Published by: Collins Classics
Price: 150 INR
“Heavy with the mephitic odours of moral and spiritual putrefaction.”
– Daily Chronicle
– St James Gazette
Reviewing an author like Oscar Wilde can make you feel pretty small. Anecdotes and essays about him will tell you that this would have brought him some amount of satisfaction.
There is always a certain degree of reluctance that arises before one commits to a classic, this stemming mostly from the belief that its content has been enforced upon you through years of reading other literature; that is from within the works of those who use these classics as the fundamentals. The reluctant believe that the content will hence come through as cliché, overbearing and abstruse in an unpleasant fashion. This sentiment, they perhaps parallel to watching Nanook of the North, nodding along and saying they understand why it was once popular.
A lot many people approach classics with the weariness of sitting around an archaic church. There are complaints about how the language is ineffectual in modern writing or too cumbersome to actually read. There are some who consider it an amateur’s stepping stone to serious reading, (ask any fool and even he’ll know all the classics, they’ll say). Then there are the others- the ones afraid to admit they haven’t read a famous classic. This is usually accompanied by –‘oh I read it when I was a child but I don’t remember much of it now’ or ‘I read it once and I was just about to pick it up again’.
I knew a guy who wouldn’t read a particular classic simply because the name was too household. “Everyone knows Charles Dickens,” he would say and then supplement it with, “and everyone knows what he’s all about”.
Reading Wilde’s ‘The Picture of Dorian Gray’ will perhaps help dispel a lot of these notions and take you off guard. Though set in the London’s 1800’s, it deals with the ever-present sentiments of self-deception, beauty and perception, about how Dorian Grey wishes to preserve his youth and zest for life. Added to this, are also measures of homoerotic representation and a hilarious take on the upper class society of London (resulting in the above mentioned reviews at the time of release).

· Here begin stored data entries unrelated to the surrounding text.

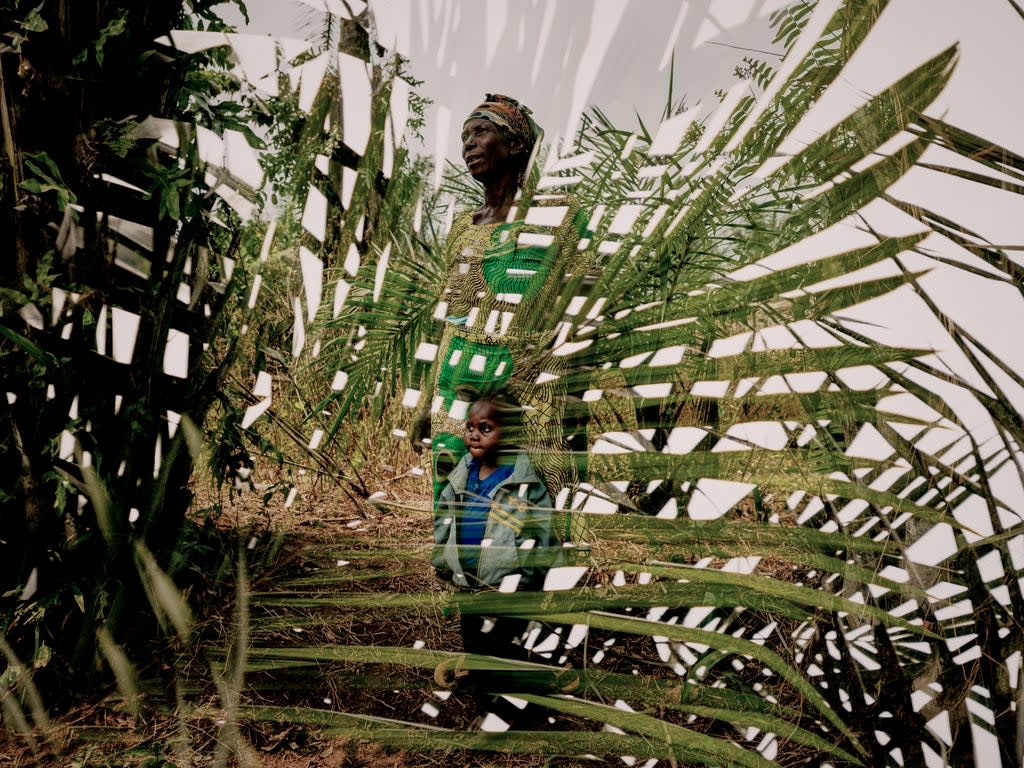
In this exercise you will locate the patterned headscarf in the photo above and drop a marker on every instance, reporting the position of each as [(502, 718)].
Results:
[(509, 114)]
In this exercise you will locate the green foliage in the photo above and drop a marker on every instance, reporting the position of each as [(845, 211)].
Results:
[(46, 177), (839, 620)]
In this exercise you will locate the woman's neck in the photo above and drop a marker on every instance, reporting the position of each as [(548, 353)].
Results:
[(498, 199)]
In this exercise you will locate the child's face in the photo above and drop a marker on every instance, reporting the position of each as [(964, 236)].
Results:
[(483, 432)]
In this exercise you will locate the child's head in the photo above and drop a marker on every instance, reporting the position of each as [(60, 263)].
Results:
[(483, 430)]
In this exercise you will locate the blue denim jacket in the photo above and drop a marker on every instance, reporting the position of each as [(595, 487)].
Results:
[(520, 511)]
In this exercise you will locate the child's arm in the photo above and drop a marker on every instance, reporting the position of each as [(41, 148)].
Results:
[(539, 526)]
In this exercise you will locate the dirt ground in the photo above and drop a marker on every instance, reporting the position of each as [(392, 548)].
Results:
[(318, 531)]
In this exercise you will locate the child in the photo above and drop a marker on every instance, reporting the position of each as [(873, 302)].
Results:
[(493, 524), (493, 529)]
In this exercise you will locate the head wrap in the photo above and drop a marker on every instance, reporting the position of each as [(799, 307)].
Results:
[(506, 112)]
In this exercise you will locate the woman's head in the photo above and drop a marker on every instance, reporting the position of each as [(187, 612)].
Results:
[(498, 137)]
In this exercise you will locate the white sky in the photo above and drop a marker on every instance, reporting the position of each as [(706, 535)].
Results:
[(560, 55)]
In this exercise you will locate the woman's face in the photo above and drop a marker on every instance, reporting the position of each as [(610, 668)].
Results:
[(486, 150)]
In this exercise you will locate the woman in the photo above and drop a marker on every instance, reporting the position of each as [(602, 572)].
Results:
[(504, 276)]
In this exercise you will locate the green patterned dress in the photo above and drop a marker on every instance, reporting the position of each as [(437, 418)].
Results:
[(501, 314)]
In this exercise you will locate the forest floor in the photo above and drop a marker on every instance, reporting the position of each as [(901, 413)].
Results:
[(324, 543)]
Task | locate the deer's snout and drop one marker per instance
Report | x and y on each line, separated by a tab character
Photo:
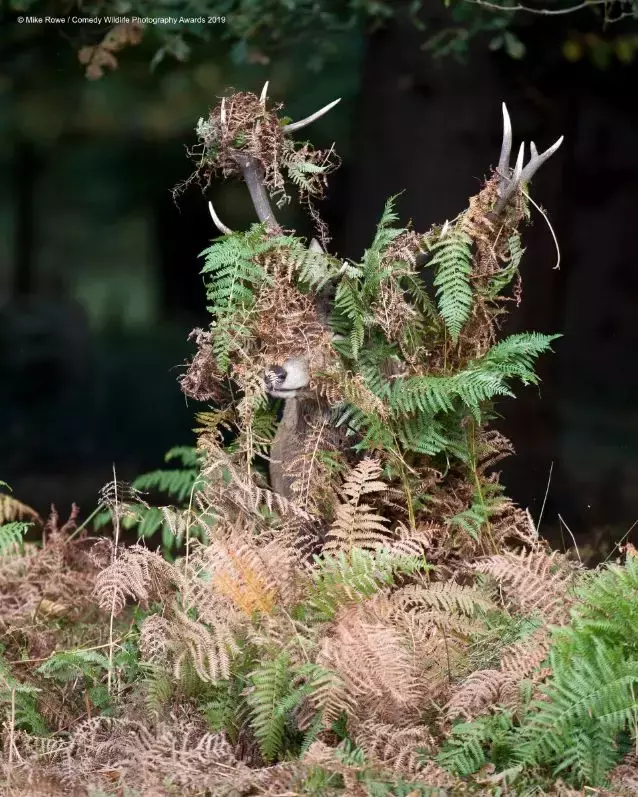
286	380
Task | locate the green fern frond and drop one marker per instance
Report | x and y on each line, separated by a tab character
271	684
12	536
452	264
297	171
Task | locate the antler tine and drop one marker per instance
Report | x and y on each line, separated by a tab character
253	173
290	128
508	184
518	166
506	146
264	94
536	161
218	222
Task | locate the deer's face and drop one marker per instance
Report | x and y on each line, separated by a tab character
288	380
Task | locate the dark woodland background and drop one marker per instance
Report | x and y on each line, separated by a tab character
99	269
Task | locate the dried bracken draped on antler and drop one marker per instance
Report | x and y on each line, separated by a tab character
334	617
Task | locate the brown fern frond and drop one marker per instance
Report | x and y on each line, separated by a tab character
479	692
137	573
402	749
357	524
535	581
446	596
208	647
376	665
523	658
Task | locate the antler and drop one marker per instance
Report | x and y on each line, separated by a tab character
292	126
508	184
253	171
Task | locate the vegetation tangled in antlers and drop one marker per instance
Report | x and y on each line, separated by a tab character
381	622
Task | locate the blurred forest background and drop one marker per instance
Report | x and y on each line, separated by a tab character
99	268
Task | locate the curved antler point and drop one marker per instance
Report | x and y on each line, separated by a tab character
217	221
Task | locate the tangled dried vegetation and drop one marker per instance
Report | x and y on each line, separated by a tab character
395	626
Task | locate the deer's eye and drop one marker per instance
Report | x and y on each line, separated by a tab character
275	377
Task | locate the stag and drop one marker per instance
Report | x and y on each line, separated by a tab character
291	380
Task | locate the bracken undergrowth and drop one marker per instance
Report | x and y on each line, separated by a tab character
393	625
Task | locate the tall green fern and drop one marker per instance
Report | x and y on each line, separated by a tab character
452	264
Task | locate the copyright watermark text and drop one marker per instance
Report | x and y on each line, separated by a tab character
75	20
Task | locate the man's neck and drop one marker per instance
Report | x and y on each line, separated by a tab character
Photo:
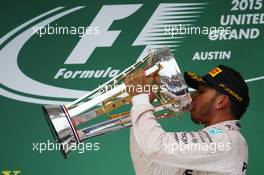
218	119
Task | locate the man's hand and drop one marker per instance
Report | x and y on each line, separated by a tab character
138	83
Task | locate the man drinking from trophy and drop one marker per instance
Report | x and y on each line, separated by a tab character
220	100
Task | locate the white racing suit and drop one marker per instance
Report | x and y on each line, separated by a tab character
214	150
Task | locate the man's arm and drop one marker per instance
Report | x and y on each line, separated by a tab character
173	148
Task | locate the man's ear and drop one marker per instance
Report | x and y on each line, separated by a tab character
222	101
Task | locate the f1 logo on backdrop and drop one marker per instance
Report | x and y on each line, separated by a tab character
19	86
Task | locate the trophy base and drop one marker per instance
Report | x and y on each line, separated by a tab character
62	127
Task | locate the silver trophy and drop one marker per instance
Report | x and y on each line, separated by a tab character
70	123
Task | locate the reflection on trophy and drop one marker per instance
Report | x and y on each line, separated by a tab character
69	122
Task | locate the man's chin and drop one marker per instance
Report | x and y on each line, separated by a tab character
195	120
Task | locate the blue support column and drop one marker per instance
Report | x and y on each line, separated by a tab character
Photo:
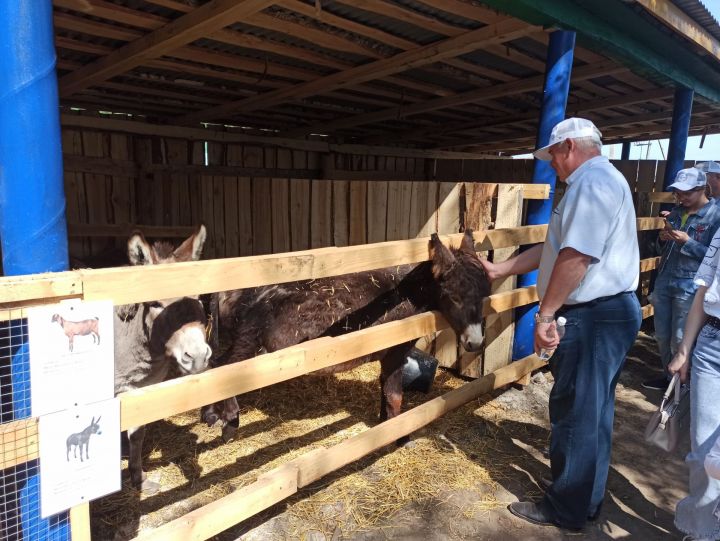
682	109
555	92
625	152
33	232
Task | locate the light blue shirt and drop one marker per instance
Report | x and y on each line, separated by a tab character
596	217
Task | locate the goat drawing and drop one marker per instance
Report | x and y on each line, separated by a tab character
78	328
82	439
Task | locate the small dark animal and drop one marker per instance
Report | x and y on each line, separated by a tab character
78	328
82	439
270	318
152	338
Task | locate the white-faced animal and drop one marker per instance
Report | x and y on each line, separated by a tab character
153	338
270	318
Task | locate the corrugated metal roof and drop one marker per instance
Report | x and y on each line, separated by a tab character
697	10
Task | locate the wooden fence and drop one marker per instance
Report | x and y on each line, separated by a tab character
136	284
257	200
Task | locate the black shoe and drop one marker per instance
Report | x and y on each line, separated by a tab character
532	512
546	482
658	384
536	513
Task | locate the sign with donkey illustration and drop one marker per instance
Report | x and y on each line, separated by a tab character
79	455
71	354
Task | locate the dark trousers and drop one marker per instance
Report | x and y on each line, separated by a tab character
586	367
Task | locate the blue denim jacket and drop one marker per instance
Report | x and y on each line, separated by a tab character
679	264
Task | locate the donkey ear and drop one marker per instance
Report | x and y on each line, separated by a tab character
442	258
139	250
191	248
467	245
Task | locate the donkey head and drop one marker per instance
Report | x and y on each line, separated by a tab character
94	425
463	286
176	326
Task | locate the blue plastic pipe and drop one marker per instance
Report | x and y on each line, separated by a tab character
32	201
682	109
33	233
555	93
625	152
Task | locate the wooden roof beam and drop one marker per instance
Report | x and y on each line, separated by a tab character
602	124
497	91
201	134
505	30
573	109
675	18
186	29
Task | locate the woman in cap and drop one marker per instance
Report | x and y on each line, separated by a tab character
712	172
689	228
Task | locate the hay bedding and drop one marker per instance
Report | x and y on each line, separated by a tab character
287	420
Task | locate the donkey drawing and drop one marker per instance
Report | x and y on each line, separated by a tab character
82	439
269	318
78	328
152	338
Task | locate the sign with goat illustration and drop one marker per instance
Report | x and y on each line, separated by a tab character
71	354
79	455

The novel starts with painter Basil Halward talking about the innocence and beauty of his model Dorian Gray to Lord Henry Wotton. It then transfixes on the influence of Lord Henry Wotton upon Dorian Gray and his realizations that follow, about the fast fleeing nature of his own beauty. The manner in which these fairly simple and common place elements are dealt with will deliver the promises of any great story.
Spending time on the modern day relevance of this book brings to mind something a book reviewer at The Guardian once wrote:
“I was struck by the similarities. For example, the obsession with self-image which leads to Dorian’s wish in the first place can easily be associated with 2014 and how teenagers of today measure their attractiveness in the number of Facebook ‘likes’ on profile pictures.”
Lord Henry Wotton puts this rightly when he says
“There is only one thing in the world worse than being talked about, and that is not being talked about.”
Throughout the novel, there exists a brilliant repertoire of dialogues delivered by characters created out of a solid combination of purpose and improvisation. Lord Henry Wotton or Harry, as mentioned before, is considered one of the greatest cynics in literature; he is a phenomenon that will grow on you. I remember betting once that there wasn’t a single page in the book without a notion of cynicism. While this may be an exaggeration, probability is certainly on my side. The type of cynicism in the book, however, is entertaining, comical and thoroughly enjoyable; quite different from wearing eye make-up and singing songs about the futility of life.
If still you feel unsure about trying this book, consider the fact that Collins Classics will fetch you the paperback for INR 122.
Salman Rushdie or David Wallace will cost you a bit above five hundred.